Who the hell are you? A 7 year old kid who has 2 Hoover vacuums and thinks he can post on here 24/7? You make a hell of alot of threads, a drop of water will damage a machine? Hell no. Aslong as its not standing, or soaked, it's fine. And you shouldnt say ''not" to listen to a poster, one day your going to do it to the wrong person, I hope you do. Im just posting my 2 cents, there was no need to say not to listen to me, so really, back off. I never said vacuum up a damn pond.

Post# 168509 , Reply# 21   2/6/2012 at 02:40 (2,984 days old) by jmurray01 (Scotland)        

jmurray01's profile picture
Excuse ME. I'm 16 years old, I own 8 Vacuum Cleaners, and I post often - Is it a crime ? If so, I am very sorry and I hand myself in for arrest.

Vacuuming up any amount of water is potentially dangerous - Just ask anybody who has had an electric shock from a Vacuum Cleaner.

I wasn't starting a fight, I was just saying that what you said was, in my opinion, wrong.

I just don't want somebody or their vacuum being damaged.

Post# 168519 , Reply# 22   2/6/2012 at 04:09 (2,984 days old) by vacmaster0000 ()        

I see what you mean there, it's just really, that was uncalled for, if you disagreed with my comment, then there was no need to say it. It you don't have anything nice to say, keep it yourself, okay? And he'll be fine, aslong as he's not sweeping up soaked, or damp surfaces, he'll be okay.. I don't want no body getting hurt either. But really, it's not alot of water.

Post# 168586 , Reply# 23   2/6/2012 at 16:03 (2,983 days old) by markus79 (Finland)        
look this vac

Volta Bolido water vacuuming. I think this vacuum sold with Eureka brand also



Post# 168592 , Reply# 24   2/6/2012 at 16:45 (2,983 days old) by danemodsandy ()        
In Jamie's Defense (Defence):

Vacuum cleaners run on 240 volts where he's from, so anything that might cause a shock here could weld you to the wall where he is. Sounds like he's just operating out of an abundance of caution.

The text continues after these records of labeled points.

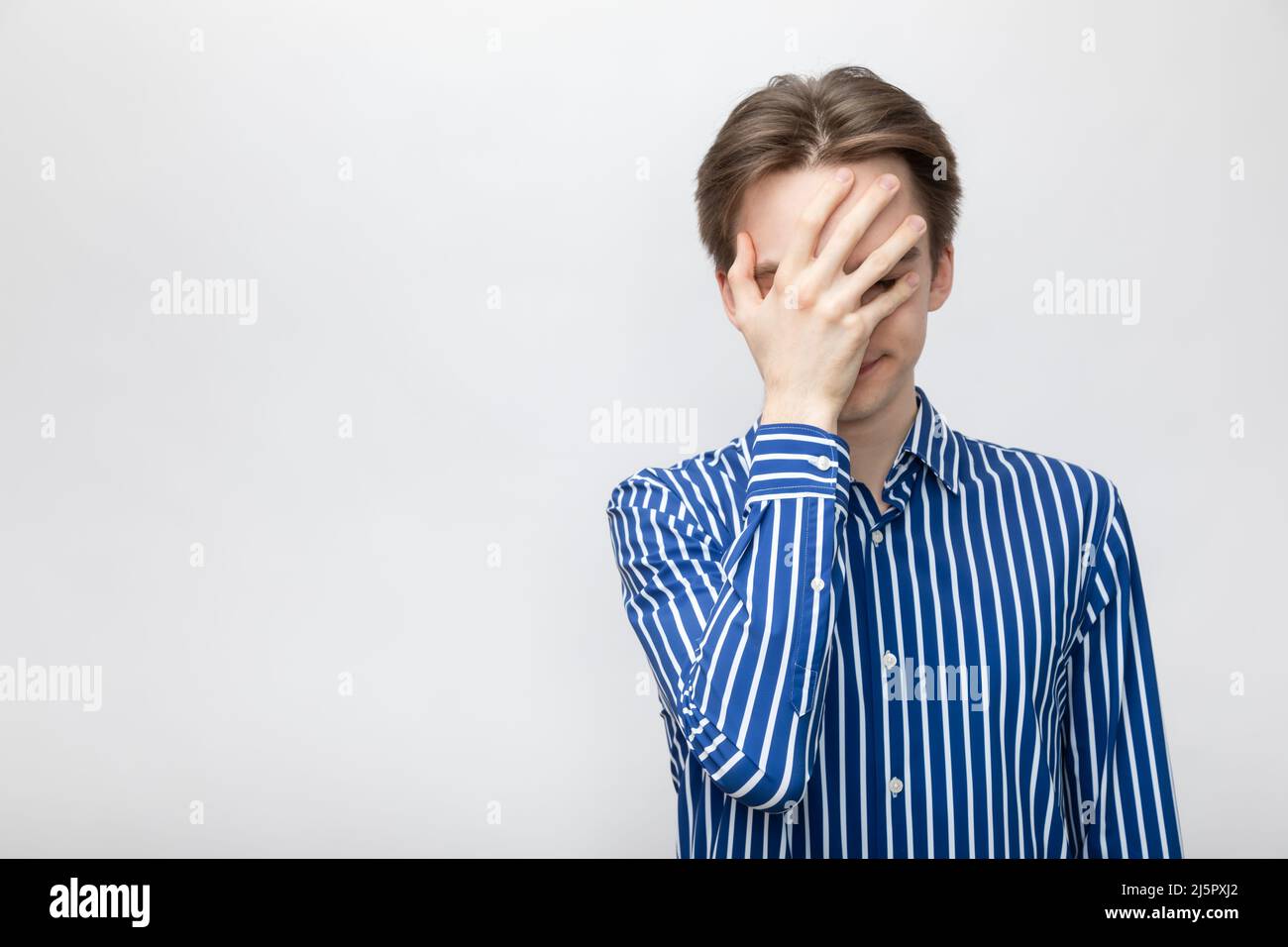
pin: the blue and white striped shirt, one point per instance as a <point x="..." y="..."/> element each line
<point x="967" y="674"/>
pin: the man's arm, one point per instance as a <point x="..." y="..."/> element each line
<point x="1116" y="763"/>
<point x="738" y="638"/>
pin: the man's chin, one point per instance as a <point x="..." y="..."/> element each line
<point x="870" y="395"/>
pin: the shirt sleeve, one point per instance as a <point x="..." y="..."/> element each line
<point x="738" y="634"/>
<point x="1117" y="772"/>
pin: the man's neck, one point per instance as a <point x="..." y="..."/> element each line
<point x="875" y="441"/>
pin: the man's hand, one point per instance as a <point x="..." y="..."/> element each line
<point x="810" y="331"/>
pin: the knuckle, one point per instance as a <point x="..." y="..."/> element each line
<point x="831" y="309"/>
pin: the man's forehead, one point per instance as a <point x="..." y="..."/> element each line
<point x="773" y="204"/>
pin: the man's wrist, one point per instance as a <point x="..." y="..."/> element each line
<point x="778" y="411"/>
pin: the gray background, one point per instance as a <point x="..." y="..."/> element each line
<point x="553" y="171"/>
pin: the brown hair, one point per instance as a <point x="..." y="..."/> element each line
<point x="798" y="121"/>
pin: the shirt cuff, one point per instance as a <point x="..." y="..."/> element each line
<point x="791" y="460"/>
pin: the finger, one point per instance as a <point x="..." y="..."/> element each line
<point x="742" y="279"/>
<point x="853" y="226"/>
<point x="888" y="302"/>
<point x="883" y="260"/>
<point x="810" y="223"/>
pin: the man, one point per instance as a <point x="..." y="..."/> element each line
<point x="872" y="634"/>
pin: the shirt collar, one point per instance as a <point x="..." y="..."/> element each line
<point x="930" y="440"/>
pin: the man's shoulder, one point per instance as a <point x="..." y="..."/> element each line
<point x="1030" y="474"/>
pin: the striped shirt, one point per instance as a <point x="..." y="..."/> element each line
<point x="967" y="674"/>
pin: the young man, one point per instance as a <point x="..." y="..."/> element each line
<point x="872" y="634"/>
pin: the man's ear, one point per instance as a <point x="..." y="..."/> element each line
<point x="943" y="282"/>
<point x="726" y="296"/>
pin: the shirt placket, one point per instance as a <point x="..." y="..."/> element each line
<point x="885" y="727"/>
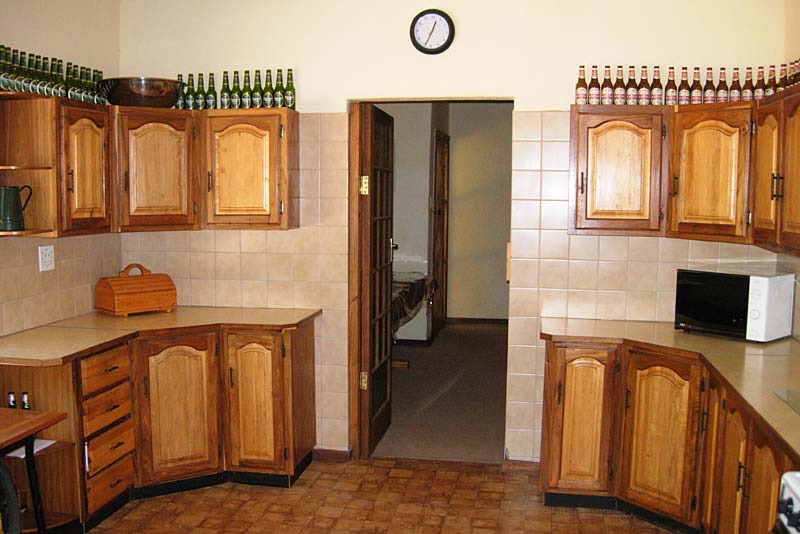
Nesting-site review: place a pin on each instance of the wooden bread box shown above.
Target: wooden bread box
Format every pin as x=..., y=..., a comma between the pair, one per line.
x=125, y=294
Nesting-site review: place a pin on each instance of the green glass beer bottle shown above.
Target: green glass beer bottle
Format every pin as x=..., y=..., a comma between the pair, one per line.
x=258, y=91
x=247, y=91
x=188, y=95
x=211, y=94
x=268, y=94
x=289, y=94
x=236, y=92
x=277, y=93
x=200, y=94
x=225, y=92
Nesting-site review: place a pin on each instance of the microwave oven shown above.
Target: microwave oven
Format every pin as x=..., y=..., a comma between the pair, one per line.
x=749, y=301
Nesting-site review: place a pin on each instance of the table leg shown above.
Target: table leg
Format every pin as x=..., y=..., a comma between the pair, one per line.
x=33, y=482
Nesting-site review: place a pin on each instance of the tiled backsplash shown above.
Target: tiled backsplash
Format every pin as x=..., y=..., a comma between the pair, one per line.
x=554, y=274
x=302, y=268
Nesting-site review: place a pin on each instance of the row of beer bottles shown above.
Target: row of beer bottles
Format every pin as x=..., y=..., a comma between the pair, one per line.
x=236, y=96
x=644, y=92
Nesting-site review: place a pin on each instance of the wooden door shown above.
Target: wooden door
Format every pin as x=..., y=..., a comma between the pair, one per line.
x=441, y=186
x=157, y=169
x=243, y=175
x=255, y=426
x=177, y=387
x=661, y=428
x=579, y=401
x=711, y=421
x=86, y=196
x=765, y=465
x=766, y=171
x=376, y=163
x=618, y=172
x=789, y=185
x=708, y=189
x=732, y=458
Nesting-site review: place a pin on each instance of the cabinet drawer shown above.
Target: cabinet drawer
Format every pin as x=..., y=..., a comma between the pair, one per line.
x=104, y=369
x=104, y=409
x=109, y=483
x=109, y=447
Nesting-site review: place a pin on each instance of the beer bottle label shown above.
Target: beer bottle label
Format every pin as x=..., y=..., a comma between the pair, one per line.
x=657, y=96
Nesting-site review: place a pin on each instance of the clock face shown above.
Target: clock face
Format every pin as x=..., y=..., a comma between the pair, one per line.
x=432, y=31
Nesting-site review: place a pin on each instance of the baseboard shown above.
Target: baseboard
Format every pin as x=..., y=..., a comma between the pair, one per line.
x=332, y=456
x=473, y=320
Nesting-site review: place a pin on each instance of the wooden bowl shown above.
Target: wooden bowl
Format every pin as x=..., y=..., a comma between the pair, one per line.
x=145, y=92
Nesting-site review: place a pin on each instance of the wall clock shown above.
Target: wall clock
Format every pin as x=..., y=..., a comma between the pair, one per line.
x=432, y=31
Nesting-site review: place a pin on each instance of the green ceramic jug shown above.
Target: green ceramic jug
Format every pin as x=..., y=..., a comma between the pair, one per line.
x=11, y=207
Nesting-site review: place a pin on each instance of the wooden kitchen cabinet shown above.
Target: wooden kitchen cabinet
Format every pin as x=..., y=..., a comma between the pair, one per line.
x=156, y=174
x=251, y=157
x=660, y=427
x=578, y=415
x=176, y=391
x=617, y=160
x=709, y=168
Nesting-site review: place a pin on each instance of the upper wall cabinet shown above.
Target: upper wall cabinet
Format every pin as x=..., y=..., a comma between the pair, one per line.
x=617, y=162
x=156, y=151
x=708, y=182
x=250, y=159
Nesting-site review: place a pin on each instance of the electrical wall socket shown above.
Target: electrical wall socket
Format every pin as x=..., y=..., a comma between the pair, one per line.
x=47, y=258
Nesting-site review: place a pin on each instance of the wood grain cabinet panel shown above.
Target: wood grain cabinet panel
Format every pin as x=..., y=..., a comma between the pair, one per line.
x=177, y=387
x=617, y=160
x=580, y=418
x=85, y=187
x=709, y=173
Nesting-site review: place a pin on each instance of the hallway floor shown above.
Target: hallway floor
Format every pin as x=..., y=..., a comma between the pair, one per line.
x=391, y=496
x=450, y=403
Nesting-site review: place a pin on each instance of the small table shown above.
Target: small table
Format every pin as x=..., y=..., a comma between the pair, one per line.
x=18, y=427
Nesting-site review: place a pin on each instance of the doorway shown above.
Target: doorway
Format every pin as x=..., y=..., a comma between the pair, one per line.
x=372, y=217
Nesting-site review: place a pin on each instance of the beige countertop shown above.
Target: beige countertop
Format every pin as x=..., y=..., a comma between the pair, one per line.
x=60, y=342
x=755, y=370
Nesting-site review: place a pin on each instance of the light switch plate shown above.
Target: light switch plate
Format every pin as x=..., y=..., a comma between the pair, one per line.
x=47, y=258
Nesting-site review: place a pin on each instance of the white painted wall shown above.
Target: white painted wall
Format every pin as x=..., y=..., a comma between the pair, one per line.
x=525, y=50
x=82, y=31
x=479, y=210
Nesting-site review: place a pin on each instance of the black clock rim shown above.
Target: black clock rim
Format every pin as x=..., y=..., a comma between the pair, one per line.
x=446, y=44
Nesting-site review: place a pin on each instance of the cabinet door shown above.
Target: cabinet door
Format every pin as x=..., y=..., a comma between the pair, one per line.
x=790, y=184
x=177, y=384
x=619, y=172
x=255, y=400
x=709, y=173
x=579, y=399
x=85, y=187
x=243, y=152
x=732, y=451
x=157, y=181
x=766, y=171
x=661, y=425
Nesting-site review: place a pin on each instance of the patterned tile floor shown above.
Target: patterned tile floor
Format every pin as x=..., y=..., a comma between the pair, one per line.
x=373, y=496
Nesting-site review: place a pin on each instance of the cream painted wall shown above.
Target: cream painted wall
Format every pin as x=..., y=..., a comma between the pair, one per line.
x=528, y=51
x=82, y=31
x=479, y=210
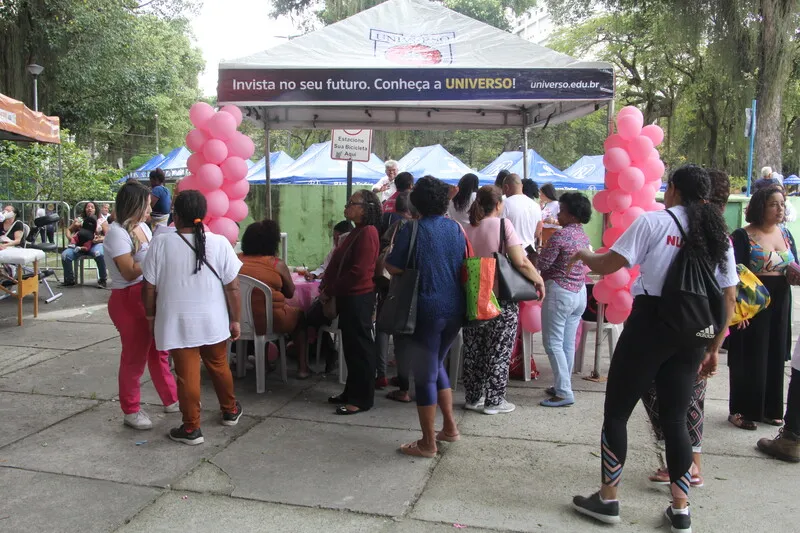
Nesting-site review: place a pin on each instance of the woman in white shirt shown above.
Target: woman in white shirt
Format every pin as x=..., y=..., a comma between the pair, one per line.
x=192, y=295
x=458, y=210
x=649, y=349
x=126, y=245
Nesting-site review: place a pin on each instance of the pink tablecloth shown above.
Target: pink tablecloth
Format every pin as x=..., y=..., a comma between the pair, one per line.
x=304, y=293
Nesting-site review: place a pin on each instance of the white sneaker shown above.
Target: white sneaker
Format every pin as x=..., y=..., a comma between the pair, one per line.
x=505, y=407
x=477, y=406
x=138, y=420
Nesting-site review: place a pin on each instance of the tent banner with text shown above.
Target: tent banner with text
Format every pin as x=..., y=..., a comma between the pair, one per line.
x=409, y=84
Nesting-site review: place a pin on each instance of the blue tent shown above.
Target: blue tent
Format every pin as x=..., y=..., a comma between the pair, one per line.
x=315, y=167
x=590, y=169
x=539, y=170
x=438, y=162
x=277, y=162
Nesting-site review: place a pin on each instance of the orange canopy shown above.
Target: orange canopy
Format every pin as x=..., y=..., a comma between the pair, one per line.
x=18, y=123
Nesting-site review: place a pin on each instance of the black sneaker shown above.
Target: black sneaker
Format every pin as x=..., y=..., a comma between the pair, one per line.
x=179, y=434
x=231, y=419
x=594, y=507
x=681, y=523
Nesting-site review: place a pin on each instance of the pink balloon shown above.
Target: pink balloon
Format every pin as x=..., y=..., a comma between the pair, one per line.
x=631, y=214
x=619, y=200
x=225, y=227
x=617, y=280
x=240, y=145
x=612, y=180
x=236, y=190
x=195, y=161
x=616, y=159
x=654, y=132
x=237, y=210
x=234, y=168
x=222, y=126
x=600, y=202
x=200, y=113
x=209, y=178
x=602, y=292
x=195, y=140
x=614, y=141
x=235, y=112
x=640, y=148
x=615, y=315
x=218, y=203
x=631, y=179
x=215, y=151
x=653, y=169
x=611, y=235
x=530, y=318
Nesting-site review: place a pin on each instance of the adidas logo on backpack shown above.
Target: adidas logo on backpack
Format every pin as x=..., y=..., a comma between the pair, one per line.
x=707, y=333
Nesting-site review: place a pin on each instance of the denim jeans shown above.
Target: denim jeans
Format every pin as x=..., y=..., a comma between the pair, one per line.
x=561, y=314
x=70, y=254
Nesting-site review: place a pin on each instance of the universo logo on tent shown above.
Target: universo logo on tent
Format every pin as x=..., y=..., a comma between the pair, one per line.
x=419, y=49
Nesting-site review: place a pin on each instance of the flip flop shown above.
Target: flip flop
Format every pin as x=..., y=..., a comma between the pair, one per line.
x=398, y=396
x=444, y=437
x=414, y=450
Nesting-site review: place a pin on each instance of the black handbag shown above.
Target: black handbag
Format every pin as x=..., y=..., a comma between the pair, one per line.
x=513, y=286
x=399, y=313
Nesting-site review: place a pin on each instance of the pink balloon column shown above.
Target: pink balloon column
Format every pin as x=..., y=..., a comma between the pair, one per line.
x=633, y=177
x=219, y=166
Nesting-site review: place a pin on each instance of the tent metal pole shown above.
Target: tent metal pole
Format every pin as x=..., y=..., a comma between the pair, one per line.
x=524, y=143
x=266, y=167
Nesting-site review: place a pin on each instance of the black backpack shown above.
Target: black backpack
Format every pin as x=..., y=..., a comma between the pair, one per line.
x=691, y=303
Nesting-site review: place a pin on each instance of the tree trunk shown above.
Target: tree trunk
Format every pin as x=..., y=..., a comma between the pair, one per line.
x=774, y=59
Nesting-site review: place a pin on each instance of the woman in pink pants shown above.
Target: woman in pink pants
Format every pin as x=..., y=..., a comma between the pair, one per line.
x=126, y=244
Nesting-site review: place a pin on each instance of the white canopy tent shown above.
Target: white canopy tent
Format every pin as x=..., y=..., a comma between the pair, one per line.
x=412, y=64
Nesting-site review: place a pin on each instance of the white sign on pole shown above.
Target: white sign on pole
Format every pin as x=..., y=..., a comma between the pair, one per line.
x=351, y=145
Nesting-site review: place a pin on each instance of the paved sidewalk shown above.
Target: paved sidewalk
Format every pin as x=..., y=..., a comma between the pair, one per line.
x=67, y=464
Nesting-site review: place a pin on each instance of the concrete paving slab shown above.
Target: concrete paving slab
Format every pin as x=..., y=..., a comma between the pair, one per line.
x=200, y=513
x=89, y=373
x=313, y=405
x=96, y=444
x=325, y=465
x=14, y=358
x=58, y=335
x=35, y=501
x=25, y=414
x=528, y=486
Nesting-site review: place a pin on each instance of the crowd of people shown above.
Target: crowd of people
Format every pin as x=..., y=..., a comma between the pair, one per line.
x=178, y=295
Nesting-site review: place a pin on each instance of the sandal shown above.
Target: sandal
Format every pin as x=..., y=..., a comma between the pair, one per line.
x=444, y=437
x=738, y=421
x=399, y=396
x=413, y=449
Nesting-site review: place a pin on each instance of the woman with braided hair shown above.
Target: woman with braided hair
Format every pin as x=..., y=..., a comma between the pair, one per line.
x=192, y=300
x=648, y=350
x=349, y=279
x=127, y=243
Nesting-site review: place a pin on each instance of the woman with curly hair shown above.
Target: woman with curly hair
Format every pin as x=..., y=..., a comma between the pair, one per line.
x=349, y=279
x=757, y=348
x=648, y=350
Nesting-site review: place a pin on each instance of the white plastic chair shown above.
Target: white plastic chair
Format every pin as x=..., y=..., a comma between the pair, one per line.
x=247, y=285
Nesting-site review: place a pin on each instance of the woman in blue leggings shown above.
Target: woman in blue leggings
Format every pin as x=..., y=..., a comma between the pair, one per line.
x=437, y=254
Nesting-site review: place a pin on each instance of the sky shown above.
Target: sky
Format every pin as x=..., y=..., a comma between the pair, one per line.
x=229, y=29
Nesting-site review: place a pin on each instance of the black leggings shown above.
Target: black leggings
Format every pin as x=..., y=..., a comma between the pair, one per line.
x=646, y=353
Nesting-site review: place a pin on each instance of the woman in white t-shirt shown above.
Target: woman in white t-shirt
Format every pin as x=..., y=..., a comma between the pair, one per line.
x=191, y=294
x=458, y=210
x=649, y=350
x=126, y=245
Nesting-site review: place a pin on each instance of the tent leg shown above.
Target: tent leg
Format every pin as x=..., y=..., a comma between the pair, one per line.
x=266, y=167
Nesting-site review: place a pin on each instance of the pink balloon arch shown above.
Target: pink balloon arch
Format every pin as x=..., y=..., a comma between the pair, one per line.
x=633, y=177
x=219, y=166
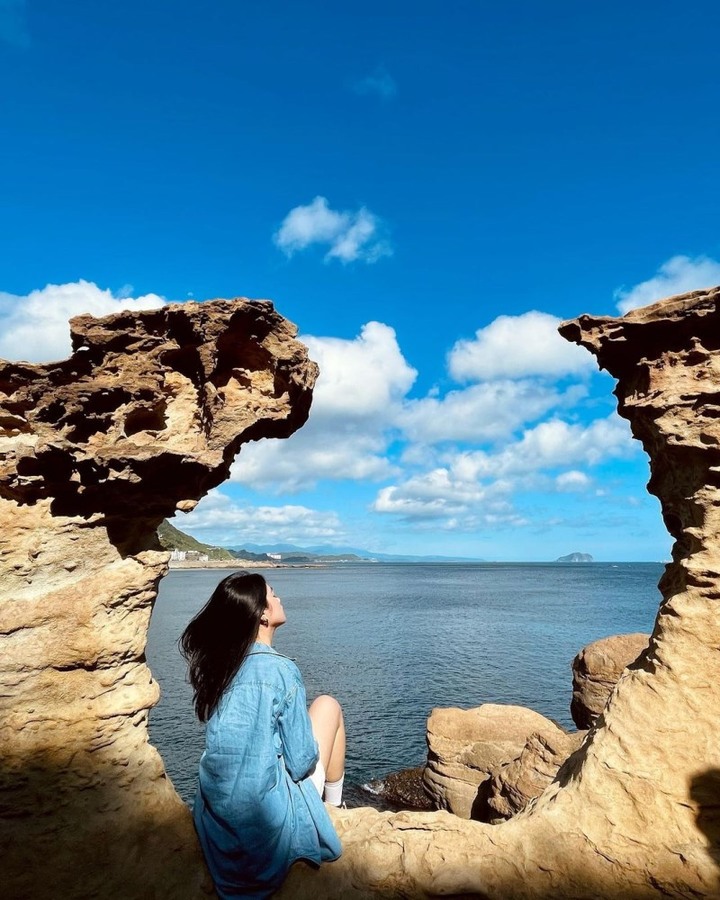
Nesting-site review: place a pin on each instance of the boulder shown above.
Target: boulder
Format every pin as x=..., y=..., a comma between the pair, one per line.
x=511, y=787
x=86, y=809
x=465, y=746
x=95, y=451
x=596, y=670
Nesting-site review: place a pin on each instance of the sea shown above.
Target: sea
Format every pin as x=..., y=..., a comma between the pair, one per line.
x=392, y=641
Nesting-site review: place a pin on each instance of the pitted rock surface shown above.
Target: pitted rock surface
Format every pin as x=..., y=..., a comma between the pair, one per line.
x=466, y=746
x=143, y=419
x=597, y=669
x=635, y=812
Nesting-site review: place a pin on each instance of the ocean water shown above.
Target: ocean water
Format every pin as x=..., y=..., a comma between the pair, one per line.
x=392, y=641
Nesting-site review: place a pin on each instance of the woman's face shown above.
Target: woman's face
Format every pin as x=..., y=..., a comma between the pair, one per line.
x=275, y=613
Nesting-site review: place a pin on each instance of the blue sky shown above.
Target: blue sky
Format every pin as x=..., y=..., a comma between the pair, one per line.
x=426, y=189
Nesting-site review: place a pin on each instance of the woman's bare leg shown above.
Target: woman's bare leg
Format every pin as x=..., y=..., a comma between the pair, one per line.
x=329, y=730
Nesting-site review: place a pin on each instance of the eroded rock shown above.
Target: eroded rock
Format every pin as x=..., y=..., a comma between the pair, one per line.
x=511, y=787
x=143, y=419
x=465, y=746
x=635, y=813
x=596, y=670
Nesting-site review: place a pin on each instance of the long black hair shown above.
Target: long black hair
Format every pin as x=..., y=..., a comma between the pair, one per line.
x=218, y=639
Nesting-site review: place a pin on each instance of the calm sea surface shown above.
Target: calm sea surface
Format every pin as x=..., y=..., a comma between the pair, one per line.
x=391, y=641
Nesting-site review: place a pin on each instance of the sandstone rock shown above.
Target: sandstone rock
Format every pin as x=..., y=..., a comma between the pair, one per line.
x=87, y=811
x=466, y=745
x=145, y=417
x=635, y=813
x=597, y=669
x=514, y=785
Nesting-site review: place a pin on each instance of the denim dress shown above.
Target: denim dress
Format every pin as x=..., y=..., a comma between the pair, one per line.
x=256, y=811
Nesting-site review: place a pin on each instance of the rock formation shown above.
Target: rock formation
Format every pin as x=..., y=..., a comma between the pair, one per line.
x=597, y=669
x=511, y=787
x=142, y=420
x=466, y=746
x=635, y=813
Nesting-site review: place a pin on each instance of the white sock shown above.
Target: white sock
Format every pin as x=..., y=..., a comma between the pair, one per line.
x=333, y=792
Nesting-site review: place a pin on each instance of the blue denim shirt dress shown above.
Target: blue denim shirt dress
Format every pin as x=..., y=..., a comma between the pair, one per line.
x=256, y=812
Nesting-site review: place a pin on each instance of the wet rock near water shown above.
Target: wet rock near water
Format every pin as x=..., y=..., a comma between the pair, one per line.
x=401, y=790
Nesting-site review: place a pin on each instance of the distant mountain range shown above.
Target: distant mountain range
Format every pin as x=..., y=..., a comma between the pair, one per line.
x=172, y=538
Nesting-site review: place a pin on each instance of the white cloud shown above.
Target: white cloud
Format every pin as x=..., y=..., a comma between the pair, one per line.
x=572, y=481
x=366, y=376
x=482, y=412
x=35, y=327
x=474, y=489
x=676, y=276
x=380, y=82
x=550, y=445
x=518, y=347
x=350, y=236
x=359, y=392
x=448, y=502
x=221, y=520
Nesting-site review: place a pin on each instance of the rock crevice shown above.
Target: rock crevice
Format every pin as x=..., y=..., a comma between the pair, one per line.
x=142, y=420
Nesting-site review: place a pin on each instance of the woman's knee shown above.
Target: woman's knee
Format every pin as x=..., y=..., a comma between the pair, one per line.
x=327, y=708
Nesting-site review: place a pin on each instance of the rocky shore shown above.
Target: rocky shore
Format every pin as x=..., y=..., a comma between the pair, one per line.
x=142, y=420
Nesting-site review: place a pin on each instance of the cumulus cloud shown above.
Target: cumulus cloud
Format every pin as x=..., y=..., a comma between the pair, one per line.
x=447, y=502
x=366, y=376
x=518, y=347
x=676, y=276
x=359, y=392
x=350, y=236
x=13, y=23
x=380, y=83
x=221, y=520
x=34, y=327
x=572, y=481
x=549, y=445
x=473, y=489
x=483, y=412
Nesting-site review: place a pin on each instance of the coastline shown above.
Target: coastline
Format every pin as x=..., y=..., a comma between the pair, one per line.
x=238, y=564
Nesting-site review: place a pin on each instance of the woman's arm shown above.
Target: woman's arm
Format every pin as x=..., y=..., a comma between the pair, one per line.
x=299, y=747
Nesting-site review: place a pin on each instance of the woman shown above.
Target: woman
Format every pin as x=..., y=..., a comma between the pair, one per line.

Post# 168612 , Reply# 25   2/6/2012 at 20:16 (2,983 days old) by vacmaster0000 ()        
Aw yeah

That's true. Well idk.

Post# 168630 , Reply# 26   2/6/2012 at 23:01 (2,983 days old) by Sanifan ()        

Is the Turbocat better than your run-of-the-mill turbo brush?

If it's good, a Turbocat and a wet dry vac sound like a good combo.